To ja teraz coś powiem o Serwisie Sony.
Mam kamere miniDV Sony. Juł(jest) to jeden z najwyzszych medeli kamer jednoprzetwornikowych (za ok 9kpln - a wiec 2x wiecej niz przecietna kamera tego typu).
Mam ją juz 3 lata i mialem z nia duze problemy. Po 6 miesiacach padł wyłącznik kamery (w pozycji aparatu) wiec wymienilem go na wlasny koszt (sprzet sprowadzany) w serwisie w Warszawie na Służewcu (nie pamietam dokladnie ulicy ale było to gdzieś obok ul.Samochodowej)- kosztowało mnie to ponad 800PLN.

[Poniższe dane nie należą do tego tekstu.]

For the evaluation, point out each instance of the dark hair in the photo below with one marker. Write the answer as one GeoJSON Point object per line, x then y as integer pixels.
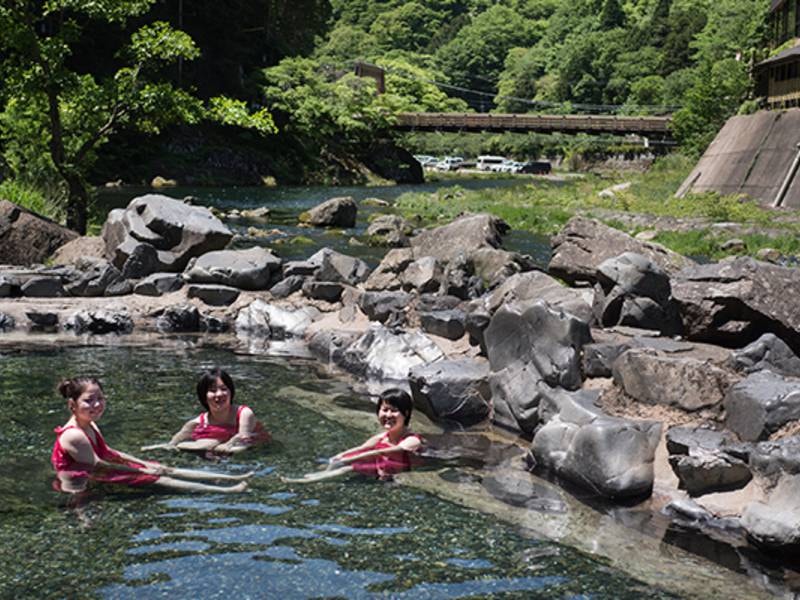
{"type": "Point", "coordinates": [208, 378]}
{"type": "Point", "coordinates": [397, 398]}
{"type": "Point", "coordinates": [71, 389]}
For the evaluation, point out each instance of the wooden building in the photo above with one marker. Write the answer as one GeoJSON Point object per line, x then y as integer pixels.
{"type": "Point", "coordinates": [778, 77]}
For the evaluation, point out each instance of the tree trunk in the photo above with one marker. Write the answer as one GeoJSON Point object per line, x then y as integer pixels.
{"type": "Point", "coordinates": [77, 204]}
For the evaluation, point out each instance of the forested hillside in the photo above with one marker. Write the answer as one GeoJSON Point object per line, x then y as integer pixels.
{"type": "Point", "coordinates": [79, 75]}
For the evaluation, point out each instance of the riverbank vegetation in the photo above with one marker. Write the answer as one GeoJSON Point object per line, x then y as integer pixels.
{"type": "Point", "coordinates": [633, 202]}
{"type": "Point", "coordinates": [127, 90]}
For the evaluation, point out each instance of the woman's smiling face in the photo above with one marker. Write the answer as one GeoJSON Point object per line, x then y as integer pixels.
{"type": "Point", "coordinates": [218, 397]}
{"type": "Point", "coordinates": [90, 405]}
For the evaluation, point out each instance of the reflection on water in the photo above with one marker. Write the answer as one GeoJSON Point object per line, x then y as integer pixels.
{"type": "Point", "coordinates": [353, 538]}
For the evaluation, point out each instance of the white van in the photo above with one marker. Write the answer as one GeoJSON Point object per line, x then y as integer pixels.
{"type": "Point", "coordinates": [489, 163]}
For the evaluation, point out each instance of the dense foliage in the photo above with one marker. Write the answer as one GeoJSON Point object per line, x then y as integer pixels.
{"type": "Point", "coordinates": [77, 73]}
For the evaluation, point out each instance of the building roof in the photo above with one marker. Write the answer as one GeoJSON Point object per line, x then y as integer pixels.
{"type": "Point", "coordinates": [783, 54]}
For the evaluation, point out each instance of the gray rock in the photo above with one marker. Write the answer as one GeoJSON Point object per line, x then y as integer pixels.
{"type": "Point", "coordinates": [323, 290]}
{"type": "Point", "coordinates": [213, 295]}
{"type": "Point", "coordinates": [767, 352]}
{"type": "Point", "coordinates": [684, 382]}
{"type": "Point", "coordinates": [538, 335]}
{"type": "Point", "coordinates": [99, 322]}
{"type": "Point", "coordinates": [268, 320]}
{"type": "Point", "coordinates": [775, 525]}
{"type": "Point", "coordinates": [448, 324]}
{"type": "Point", "coordinates": [771, 459]}
{"type": "Point", "coordinates": [7, 322]}
{"type": "Point", "coordinates": [382, 354]}
{"type": "Point", "coordinates": [384, 306]}
{"type": "Point", "coordinates": [453, 391]}
{"type": "Point", "coordinates": [761, 404]}
{"type": "Point", "coordinates": [336, 212]}
{"type": "Point", "coordinates": [704, 472]}
{"type": "Point", "coordinates": [583, 244]}
{"type": "Point", "coordinates": [424, 275]}
{"type": "Point", "coordinates": [141, 262]}
{"type": "Point", "coordinates": [525, 288]}
{"type": "Point", "coordinates": [180, 319]}
{"type": "Point", "coordinates": [738, 300]}
{"type": "Point", "coordinates": [250, 269]}
{"type": "Point", "coordinates": [386, 275]}
{"type": "Point", "coordinates": [634, 291]}
{"type": "Point", "coordinates": [176, 230]}
{"type": "Point", "coordinates": [158, 284]}
{"type": "Point", "coordinates": [42, 319]}
{"type": "Point", "coordinates": [43, 287]}
{"type": "Point", "coordinates": [287, 286]}
{"type": "Point", "coordinates": [27, 238]}
{"type": "Point", "coordinates": [339, 268]}
{"type": "Point", "coordinates": [515, 397]}
{"type": "Point", "coordinates": [96, 280]}
{"type": "Point", "coordinates": [610, 456]}
{"type": "Point", "coordinates": [9, 286]}
{"type": "Point", "coordinates": [460, 238]}
{"type": "Point", "coordinates": [330, 346]}
{"type": "Point", "coordinates": [389, 230]}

Ten wymieniony wyłącznik wytrzymał 11 miesiecy po czym podobny efekt (a dodam ze dbam o sprzet).Niestety podczas wizyty w serwisie powiedziano mi ze wymienia mi czesc bo jest na 12 miesiecznej gwarancji ale za usluge musze zaplacic ok. 500PLN bo na usługe jest 3 miesieczna rękojmia. Ok wymienilem (zaplacilem) - w domu okazalo sie ze nie dziala flesz wiec nazajutrz wrocilem do serwisu i w ciagu 2 dni poprawili mi mowiac ze nie zle była podłączona wiązka. Ok... sprawdzilem juz w serwisie dzialalo.... Pozniej ten flesz w domu zrobil jeszcze 2 blyski po czym padl. Zlozylem reklamacje oddajac sprzet... Panowie od maja do sierpnia nie wiedzieli co sie stało mimo iż srednio 2x w tygodniu dzwonilem i slyszalem rozne wersje ze to "moze kondensator... a moze to czy tamto". W sierpniu przyszedl czas urlopu a jako ze jechalem do Chorwacji odebralem na 2 tygodnie kamere. Po powrocie w koncu sierpnia oddalem ja spowrotem.... no i podobnie... w pazdzierniku powiedzieli mi ze trzeba wymienic caly modul Lampy (lampa + plytka z elektronika) - koszt to 550pln. Niestety stali twardo na stanowisku ze to nie mialo nic wspolnego z ich ingerencja!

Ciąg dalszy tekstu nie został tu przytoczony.